You are given a network of n nodes, labeled from 1 to n. You are also given times, a list of travel times as directed edges times[i] = (ui, vi, wi), where ui is the source node, vi is the target node, and wi is the time it takes for a signal to travel from source to target.
We will send a signal from a given node k. Return the minimum time it takes for all thennodes to receive the signal. If it is impossible for all the n nodes to receive the signal, return -1.
Example 1:
Input: times = [[2,1,1],[2,3,1],[3,4,1]], n = 4, k = 2
Output: 2
Example 2:
Input: times = [[1,2,1]], n = 2, k = 1
Output: 1
Example 3:
Input: times = [[1,2,1]], n = 2, k = 2
Output: -1
Constraints:
1 <= k <= n <= 100
1 <= times.length <= 6000
times[i].length == 3
1 <= ui, vi <= n
ui != vi
0 <= wi <= 100
All the pairs (ui, vi) are unique. (i.e., no multiple edges.)
Solutions
Solution 1: Naive Dijkstra Algorithm
We define $\textit{g}[u][v]$ to represent the edge weight from node $u$ to node $v$. If there is no edge between node $u$ and node $v$, then $\textit{g}[u][v] = +\infty$.
We maintain an array $\textit{dist}$, where $\textit{dist}[i]$ represents the shortest path length from node $k$ to node $i$. Initially, we set all $\textit{dist}[i]$ to $+\infty$, except for $\textit{dist}[k - 1] = 0$. We define an array $\textit{vis}$, where $\textit{vis}[i]$ indicates whether node $i$ has been visited. Initially, we set all $\textit{vis}[i]$ to $\text{false}$.
Each time, we find the unvisited node $t$ with the smallest distance, and then perform relaxation operations centered on node $t$. For each node $j$, if $\textit{dist}[j] > \textit{dist}[t] + \textit{g}[t][j]$, we update $\textit{dist}[j] = \textit{dist}[t] + \textit{g}[t][j]$.
Finally, we return the maximum value in $\textit{dist}$ as the answer. If the answer is $+\infty$, it means there are unreachable nodes, and we return $-1$.
The time complexity is $O(n^2 + m)$, and the space complexity is $O(n^2)$. Here, $n$ and $m$ are the number of nodes and edges, respectively.
We can use a priority queue (heap) to optimize the naive Dijkstra algorithm.
We define $\textit{g}[u]$ to represent all adjacent edges of node $u$, and $\textit{dist}[u]$ to represent the shortest path length from node $k$ to node $u$. Initially, we set all $\textit{dist}[u]$ to $+\infty$, except for $\textit{dist}[k - 1] = 0$.

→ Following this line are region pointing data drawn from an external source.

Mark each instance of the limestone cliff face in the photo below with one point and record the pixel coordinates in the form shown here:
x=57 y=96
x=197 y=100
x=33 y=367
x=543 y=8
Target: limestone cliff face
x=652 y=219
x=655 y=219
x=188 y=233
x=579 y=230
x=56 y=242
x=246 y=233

We define a priority queue $\textit{pq}$, where each element is $(\textit{d}, u)$, representing the distance $\textit{d}$ from node $u$ to node $k$. Each time, we take out the node $(\textit{d}, u)$ with the smallest distance from $\textit{pq}$. If $\textit{d} > $\textit{dist}[u]$, we skip this node. Otherwise, we traverse all adjacent edges of node $u$. For each adjacent edge $(v, w)$, if $\textit{dist}[v] > \textit{dist}[u] + w$, we update $\textit{dist}[v] = \textit{dist}[u] + w$ and add $(\textit{dist}[v], v)$ to $\textit{pq}$.
Finally, we return the maximum value in $\textit{dist}$ as the answer. If the answer is $+\infty$, it means there are unreachable nodes, and we return $-1$.
The time complexity is $O(m \times \log m + n)$, and the space complexity is $O(n + m)$. Here, $n$ and $m$ are the number of nodes and edges, respectively.